This module contains examples related to ongoing research work and should be treated accordingly
The task is constrained to well known setup of pair statistical arbitrage trading. An agent is operating on two asset prices which are supposed to be cointegrated (i.e. it exists a linear combination of those time series that is stationary and exhibit mean-reverting properties). Such combination is further referred to as “spread”. Agent only allowed to open a balanced “spread position”: short one asset and long other and vice versa. “Balanced” here means that relative amount of exposure opened on each asset is determined by cointegration relation.
In econometrics 'cointegration' is well established and widely used concept providing strong theoretical background for 'mean-reverting' trading paradigm. Our key point is that this task can be cast as [at least locally] stationary markov decision process, justifying application of RL framework.

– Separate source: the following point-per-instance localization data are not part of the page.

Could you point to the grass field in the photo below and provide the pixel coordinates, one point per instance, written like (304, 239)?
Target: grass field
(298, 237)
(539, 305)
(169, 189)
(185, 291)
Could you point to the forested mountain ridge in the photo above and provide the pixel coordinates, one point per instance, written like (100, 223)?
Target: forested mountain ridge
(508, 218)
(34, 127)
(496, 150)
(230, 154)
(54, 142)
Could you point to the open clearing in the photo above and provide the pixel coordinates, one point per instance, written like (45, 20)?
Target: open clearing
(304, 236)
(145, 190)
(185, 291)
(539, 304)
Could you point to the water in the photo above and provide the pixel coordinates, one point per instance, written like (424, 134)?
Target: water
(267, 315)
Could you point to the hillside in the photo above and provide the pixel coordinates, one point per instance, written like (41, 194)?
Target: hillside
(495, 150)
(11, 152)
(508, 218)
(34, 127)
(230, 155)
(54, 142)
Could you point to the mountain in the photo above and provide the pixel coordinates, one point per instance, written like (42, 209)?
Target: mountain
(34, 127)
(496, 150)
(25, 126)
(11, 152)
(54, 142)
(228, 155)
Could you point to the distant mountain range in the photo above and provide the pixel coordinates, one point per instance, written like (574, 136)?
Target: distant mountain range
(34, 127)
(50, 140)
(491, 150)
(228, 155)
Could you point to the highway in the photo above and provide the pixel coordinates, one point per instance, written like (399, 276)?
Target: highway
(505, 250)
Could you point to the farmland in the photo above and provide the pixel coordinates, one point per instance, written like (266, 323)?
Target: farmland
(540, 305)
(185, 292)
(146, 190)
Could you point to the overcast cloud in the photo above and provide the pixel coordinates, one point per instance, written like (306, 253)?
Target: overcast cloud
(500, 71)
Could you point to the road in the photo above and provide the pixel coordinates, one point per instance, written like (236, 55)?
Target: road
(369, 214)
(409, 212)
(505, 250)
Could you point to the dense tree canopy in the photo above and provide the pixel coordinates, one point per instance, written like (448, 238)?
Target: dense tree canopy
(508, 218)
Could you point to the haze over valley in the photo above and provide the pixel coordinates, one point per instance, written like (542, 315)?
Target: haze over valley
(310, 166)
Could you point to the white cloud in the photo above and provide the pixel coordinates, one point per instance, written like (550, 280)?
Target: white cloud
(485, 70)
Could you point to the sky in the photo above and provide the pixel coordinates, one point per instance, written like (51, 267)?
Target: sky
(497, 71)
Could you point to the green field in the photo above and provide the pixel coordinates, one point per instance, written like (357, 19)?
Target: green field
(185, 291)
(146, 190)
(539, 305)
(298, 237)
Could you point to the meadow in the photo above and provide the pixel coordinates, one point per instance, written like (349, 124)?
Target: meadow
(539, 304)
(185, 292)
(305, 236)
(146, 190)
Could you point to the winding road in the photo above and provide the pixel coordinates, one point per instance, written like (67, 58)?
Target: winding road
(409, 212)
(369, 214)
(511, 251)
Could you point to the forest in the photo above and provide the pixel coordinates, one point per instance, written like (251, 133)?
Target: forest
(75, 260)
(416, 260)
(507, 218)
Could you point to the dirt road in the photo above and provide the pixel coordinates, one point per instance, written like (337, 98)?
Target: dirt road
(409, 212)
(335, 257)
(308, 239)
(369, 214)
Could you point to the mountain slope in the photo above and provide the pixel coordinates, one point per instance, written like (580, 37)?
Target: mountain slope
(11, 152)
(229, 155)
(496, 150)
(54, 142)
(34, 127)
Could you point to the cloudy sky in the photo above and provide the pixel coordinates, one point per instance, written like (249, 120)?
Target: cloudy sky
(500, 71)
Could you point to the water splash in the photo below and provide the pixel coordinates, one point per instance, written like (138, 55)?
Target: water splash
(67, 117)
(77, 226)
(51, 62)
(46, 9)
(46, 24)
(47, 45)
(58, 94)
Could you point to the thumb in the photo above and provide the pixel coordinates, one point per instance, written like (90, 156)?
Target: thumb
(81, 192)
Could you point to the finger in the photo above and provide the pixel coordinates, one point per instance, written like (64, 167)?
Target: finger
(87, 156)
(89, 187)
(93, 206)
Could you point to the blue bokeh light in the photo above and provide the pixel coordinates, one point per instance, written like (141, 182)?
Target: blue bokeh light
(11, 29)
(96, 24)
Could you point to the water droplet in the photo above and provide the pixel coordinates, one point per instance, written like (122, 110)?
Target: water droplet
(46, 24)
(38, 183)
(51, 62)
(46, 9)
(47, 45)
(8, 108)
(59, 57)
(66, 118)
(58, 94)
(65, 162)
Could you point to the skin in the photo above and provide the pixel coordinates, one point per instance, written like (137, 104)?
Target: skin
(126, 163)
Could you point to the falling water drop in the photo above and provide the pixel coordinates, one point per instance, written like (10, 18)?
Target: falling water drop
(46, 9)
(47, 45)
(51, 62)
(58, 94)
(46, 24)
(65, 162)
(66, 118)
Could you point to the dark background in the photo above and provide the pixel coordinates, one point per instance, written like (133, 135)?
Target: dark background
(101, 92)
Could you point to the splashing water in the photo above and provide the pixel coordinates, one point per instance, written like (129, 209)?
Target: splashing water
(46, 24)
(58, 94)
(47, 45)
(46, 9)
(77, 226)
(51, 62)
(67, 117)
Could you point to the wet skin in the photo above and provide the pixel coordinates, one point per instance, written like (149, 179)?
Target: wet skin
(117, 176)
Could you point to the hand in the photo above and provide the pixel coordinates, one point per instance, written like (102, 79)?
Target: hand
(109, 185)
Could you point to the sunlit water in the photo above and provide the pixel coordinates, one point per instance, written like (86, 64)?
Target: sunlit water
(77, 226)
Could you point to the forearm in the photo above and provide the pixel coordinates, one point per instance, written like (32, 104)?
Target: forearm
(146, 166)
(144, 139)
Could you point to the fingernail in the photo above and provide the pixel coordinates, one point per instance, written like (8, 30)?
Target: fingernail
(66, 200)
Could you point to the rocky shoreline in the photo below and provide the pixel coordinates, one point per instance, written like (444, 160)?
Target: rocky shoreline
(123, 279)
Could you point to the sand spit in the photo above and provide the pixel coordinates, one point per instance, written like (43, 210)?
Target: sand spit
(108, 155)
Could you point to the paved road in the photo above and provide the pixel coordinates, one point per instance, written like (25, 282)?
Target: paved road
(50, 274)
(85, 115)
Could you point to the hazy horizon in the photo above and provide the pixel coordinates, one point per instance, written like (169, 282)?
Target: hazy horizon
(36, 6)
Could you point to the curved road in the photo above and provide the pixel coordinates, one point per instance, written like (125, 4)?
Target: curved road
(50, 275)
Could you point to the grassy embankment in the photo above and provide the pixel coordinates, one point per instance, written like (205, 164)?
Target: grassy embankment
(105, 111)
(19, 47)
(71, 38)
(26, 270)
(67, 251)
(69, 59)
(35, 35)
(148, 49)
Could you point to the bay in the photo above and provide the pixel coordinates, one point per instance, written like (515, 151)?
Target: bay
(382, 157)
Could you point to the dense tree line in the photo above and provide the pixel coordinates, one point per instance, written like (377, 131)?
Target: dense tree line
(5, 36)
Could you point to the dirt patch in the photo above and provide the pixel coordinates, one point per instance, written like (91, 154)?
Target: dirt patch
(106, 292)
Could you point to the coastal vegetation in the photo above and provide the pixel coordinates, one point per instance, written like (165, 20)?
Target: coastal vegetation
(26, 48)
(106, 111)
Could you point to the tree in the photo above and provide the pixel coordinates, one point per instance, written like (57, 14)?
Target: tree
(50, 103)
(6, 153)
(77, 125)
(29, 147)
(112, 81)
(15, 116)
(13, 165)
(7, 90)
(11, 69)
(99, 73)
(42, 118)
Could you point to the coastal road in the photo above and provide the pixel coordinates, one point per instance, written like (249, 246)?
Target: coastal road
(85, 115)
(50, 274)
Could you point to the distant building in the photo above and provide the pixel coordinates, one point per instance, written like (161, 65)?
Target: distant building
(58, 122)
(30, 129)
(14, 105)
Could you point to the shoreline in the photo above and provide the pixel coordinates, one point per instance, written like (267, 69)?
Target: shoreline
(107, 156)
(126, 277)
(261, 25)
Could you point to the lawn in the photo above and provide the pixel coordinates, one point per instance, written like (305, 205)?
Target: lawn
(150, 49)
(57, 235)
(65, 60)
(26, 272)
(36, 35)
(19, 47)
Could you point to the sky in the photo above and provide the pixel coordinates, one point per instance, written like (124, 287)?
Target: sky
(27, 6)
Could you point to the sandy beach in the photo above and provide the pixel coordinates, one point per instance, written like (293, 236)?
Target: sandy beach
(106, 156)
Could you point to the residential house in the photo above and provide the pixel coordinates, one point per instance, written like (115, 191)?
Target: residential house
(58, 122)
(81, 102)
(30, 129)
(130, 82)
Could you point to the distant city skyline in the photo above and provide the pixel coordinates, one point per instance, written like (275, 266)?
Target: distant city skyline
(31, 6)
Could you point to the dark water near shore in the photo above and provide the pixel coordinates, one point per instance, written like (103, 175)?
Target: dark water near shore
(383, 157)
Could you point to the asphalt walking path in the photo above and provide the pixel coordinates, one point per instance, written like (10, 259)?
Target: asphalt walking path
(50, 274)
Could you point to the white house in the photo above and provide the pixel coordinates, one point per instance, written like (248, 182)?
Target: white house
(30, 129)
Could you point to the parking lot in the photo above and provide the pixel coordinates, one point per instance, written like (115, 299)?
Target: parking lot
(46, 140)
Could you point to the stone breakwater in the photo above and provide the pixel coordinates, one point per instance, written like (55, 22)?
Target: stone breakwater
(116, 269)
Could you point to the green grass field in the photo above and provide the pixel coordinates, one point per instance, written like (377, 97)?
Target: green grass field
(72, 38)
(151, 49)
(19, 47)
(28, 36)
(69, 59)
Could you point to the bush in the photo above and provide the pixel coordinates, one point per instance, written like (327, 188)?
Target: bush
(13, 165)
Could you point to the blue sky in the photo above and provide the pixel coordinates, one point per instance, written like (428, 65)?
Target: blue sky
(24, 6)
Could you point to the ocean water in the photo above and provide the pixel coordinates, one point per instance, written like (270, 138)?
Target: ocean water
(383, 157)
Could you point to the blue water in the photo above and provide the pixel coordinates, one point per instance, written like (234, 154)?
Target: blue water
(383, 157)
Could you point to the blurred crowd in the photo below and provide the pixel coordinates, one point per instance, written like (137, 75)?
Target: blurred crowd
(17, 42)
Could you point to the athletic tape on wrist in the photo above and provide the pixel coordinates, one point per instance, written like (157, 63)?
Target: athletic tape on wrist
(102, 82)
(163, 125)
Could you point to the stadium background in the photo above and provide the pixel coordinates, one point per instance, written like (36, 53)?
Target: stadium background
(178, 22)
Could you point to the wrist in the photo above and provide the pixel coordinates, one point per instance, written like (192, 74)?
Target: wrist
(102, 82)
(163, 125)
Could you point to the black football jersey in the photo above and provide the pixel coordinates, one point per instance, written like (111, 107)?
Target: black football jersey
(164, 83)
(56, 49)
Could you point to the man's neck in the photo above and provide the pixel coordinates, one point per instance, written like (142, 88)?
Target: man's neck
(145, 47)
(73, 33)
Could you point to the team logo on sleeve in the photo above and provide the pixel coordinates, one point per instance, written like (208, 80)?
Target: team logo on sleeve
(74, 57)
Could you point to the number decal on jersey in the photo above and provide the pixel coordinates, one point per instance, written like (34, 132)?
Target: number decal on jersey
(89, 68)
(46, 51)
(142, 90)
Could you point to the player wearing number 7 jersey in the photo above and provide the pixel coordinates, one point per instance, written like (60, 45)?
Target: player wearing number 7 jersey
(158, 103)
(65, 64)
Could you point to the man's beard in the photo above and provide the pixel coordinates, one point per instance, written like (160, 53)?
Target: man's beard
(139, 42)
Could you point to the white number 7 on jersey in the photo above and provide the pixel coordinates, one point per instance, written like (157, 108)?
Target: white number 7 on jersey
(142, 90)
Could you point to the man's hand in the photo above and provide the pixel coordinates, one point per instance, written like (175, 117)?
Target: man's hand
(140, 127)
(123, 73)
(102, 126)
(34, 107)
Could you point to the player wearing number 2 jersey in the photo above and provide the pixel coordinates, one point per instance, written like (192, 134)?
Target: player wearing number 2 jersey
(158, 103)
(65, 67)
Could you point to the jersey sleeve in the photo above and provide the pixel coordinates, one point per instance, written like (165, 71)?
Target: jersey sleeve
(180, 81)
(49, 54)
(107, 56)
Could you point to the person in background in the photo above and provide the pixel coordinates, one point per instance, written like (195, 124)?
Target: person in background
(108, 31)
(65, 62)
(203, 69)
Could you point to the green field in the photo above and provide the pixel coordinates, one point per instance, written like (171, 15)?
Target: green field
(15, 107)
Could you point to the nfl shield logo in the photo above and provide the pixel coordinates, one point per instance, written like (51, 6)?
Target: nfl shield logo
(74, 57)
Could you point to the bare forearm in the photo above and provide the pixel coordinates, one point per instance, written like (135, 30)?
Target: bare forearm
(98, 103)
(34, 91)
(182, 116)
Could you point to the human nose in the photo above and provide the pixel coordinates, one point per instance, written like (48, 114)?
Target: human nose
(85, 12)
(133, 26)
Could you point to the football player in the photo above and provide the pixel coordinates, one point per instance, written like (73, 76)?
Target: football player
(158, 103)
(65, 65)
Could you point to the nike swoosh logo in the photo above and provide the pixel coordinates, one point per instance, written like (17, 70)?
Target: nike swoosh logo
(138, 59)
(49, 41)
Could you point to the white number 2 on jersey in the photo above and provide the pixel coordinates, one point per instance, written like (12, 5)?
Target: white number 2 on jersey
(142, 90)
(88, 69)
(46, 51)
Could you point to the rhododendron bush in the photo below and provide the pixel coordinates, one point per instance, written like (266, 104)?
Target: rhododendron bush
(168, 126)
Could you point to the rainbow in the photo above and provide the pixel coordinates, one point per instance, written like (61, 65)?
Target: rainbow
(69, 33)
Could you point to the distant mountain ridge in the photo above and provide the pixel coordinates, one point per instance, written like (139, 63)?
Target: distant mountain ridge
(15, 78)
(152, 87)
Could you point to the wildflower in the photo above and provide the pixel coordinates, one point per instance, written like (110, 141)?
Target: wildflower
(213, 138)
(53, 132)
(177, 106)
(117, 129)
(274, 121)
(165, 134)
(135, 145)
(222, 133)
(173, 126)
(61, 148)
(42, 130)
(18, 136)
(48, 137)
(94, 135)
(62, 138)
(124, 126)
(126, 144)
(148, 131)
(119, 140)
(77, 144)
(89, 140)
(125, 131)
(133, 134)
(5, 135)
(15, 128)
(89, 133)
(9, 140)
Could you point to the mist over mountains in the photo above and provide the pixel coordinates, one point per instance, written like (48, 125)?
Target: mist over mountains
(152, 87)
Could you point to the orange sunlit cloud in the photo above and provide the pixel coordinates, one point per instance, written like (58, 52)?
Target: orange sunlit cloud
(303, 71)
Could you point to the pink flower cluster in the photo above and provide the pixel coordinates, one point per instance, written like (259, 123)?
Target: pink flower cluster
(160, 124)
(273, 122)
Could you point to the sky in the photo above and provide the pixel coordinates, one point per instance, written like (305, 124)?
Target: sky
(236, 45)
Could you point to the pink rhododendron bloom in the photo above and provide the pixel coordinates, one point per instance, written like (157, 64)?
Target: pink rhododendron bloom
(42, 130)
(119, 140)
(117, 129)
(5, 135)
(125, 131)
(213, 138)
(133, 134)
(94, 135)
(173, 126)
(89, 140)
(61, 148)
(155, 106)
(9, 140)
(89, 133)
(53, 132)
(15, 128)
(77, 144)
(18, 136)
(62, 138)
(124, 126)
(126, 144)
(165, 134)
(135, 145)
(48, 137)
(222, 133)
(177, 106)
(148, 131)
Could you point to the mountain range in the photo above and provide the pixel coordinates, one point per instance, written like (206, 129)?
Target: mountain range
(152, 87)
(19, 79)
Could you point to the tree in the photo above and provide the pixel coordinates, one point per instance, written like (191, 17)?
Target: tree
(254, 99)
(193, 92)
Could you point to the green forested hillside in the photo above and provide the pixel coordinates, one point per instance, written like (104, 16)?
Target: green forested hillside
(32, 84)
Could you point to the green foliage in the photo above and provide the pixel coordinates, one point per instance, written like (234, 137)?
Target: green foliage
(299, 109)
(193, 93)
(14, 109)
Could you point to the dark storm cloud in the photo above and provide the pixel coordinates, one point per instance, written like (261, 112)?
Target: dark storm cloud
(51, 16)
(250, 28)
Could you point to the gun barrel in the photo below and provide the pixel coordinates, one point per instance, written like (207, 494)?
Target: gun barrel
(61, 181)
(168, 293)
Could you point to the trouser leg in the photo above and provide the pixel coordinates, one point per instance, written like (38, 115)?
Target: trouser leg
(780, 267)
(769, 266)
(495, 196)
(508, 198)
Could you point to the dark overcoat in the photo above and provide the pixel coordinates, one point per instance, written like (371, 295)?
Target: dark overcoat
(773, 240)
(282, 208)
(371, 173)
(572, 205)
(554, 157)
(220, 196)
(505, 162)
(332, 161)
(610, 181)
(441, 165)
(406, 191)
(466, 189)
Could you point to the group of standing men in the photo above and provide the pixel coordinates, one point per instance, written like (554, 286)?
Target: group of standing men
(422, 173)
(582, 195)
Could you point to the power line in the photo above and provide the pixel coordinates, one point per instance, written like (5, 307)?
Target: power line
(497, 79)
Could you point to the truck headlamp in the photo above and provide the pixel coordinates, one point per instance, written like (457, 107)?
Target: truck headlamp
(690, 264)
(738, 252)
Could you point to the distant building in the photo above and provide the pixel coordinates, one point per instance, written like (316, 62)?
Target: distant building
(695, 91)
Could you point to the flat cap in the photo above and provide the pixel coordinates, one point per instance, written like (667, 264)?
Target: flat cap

Current state-of-the-art deep reinforcement learning algorithms are generally characterized by low sampling efficiency which makes it either prohibitively expensive or simply impossible to train on experience collected from genuine environment. Proposed way to satisfy these objectives is to combine model-based control and model-free reinforcement learning methods. The idea is to use finite set of empirically collected data to approximate true environment dynamics by some “world” model. The learned model is then used to generate new experience samples. A standard model-free RL algorithm can use these samples to find a close to optimal behavioral policy and exploit it in original environment. Approach is appealing because it provides infinite simulated experience resulting in cheap training and reduced overfitting. Principal drawback is that policy learnt shows suboptimal performance due to intrinsic model inaccuracy referred to as “model bias”. Fighting “model bias” induced gap in performance is one modern key challenge for reinforcement learning community. Two complementary approaches exist: either improve model to minimise bias or correct behavioral policy to compensate existing bias.